The Beguiled opens on Virginia, 1864, and we are three years into the Civil War. Innocent Amy (Oona Laurence) stumbles across Corporal John McBurney, a severely injured Union soldier (a seemingly ageless Colin Farrell - how old is you, boo?). Despite him being the enemy and all, she brings him back to her home at Miss Martha Farnsworth's Seminary for Young Ladies, because it's "the Christian thing to do." Nicole Kidman, HBIC Miss Martha herself, is wary at first, as she should be. But she bends to Amy's thoughtfulness and kindness, allowing the blue belly a place to rest and restore...until he is better, that is, and they can hand him over to the Confederate army. The ladies of Miss Farnsworth's are few, but to over-reference Shakespeare's A Midsummer Night's Dream, though they be but little, they be fierce. (Seriously, that quote is all over the fucking place - on Pinterest, on pillows, shirts, posters...it's like the Basic Bitch mantra of 2017). And yo, these girls is bored af! They can hear the war off in the distance, but they can't touch it, can't assist. Besides embroidery and lessons and drying flowers, there ain't much to do around the old seminary. Elle Fanning's Alicia wastes not a cottdamn second making her *scandalous* intentions clear. The other young ladies, Jane, Marie, and Emily, all form mild fascinations with McBurney, albeit in more innocent ways. Miss Martha starts to get those, you know...tingles...down there...and tries to make it with our main mans (albeit unsuccessfully). But it's repressed, brittle, beat-down Edwina (my girl Kirsten Dunst) who is vibing with McBurney the most. Their relationship becomes a central pillar within the story, and illustrates a darkness not only in Edwina, but within all of our fine, Southern, Christian women at the heart of the story.

If you've read other reviews, you probably know how the story takes a turn for the worse, and then a turn for the worser. I won't recount it all here because you can read about it yourself, or better yet, see it in the theater. You may have also read that Coppola chose to whitewash her adaptation by erasing primary slave character Hallie from her film. Of her decision, Coppola said,

"I didn’t want to brush over such an important topic in a light way. Young girls watch my films and this was not the depiction of an African-American character I would want to show them."

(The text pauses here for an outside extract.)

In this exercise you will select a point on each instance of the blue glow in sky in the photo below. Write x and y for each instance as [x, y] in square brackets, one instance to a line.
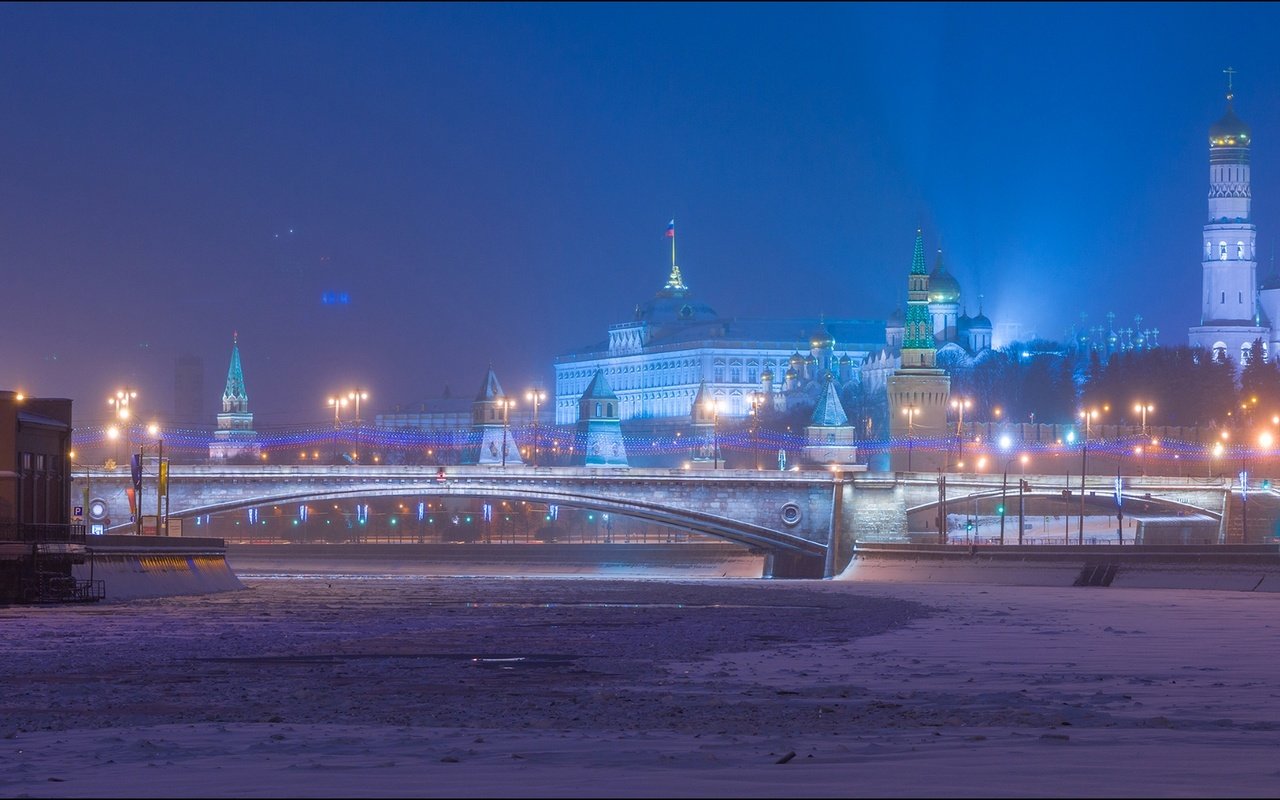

And to that, I have to say, I'm so disappointed. Because Coppola is a woman who, on paper, seemingly has everything. And resources to make really great, meaningful films with powerful messages. And a platform to get whatever message she wants across to millions of people. Who instead chooses to take the easy way out. But Sofia, isn't Hallie like, a really important character? Why make this film in the first place, and then only show the white perspective when it's based during a time when slavery was so prevalent and one of the primary drivers of the Civil War to begin with? I get wanting to be respectful but do you not watch the news, Sofia? Do you not know a single black person? Avoiding a discussion of race in a movie in which slavery is such an ingrained part of the landscape is shameful, lazy. It leaves me with a very bad taste in my mouth.

As much as I adore the work of Coppola, by the film's conclusion I was left wondering, as I have with some of her other films, "Cool! But so fucking what?" The Beguiled is lovely to behold - shots are languid and sumptuous, the main trio of performances from Kidman, Farrell, and Dunst are more than effective, the story is tight at only 94 minutes. But movie, what are you trying to say? And you, Coppola, what are you voicing about femininity other than (white) girls can play just as much as the (white) boys? I just don't have a clue. The Beguiled didn't draw me in so much as alienate me, similar to McBurney's eventual effect on 86% of the ladies at Miss Farnsworth's. I still love you Coppola, but I don't get you.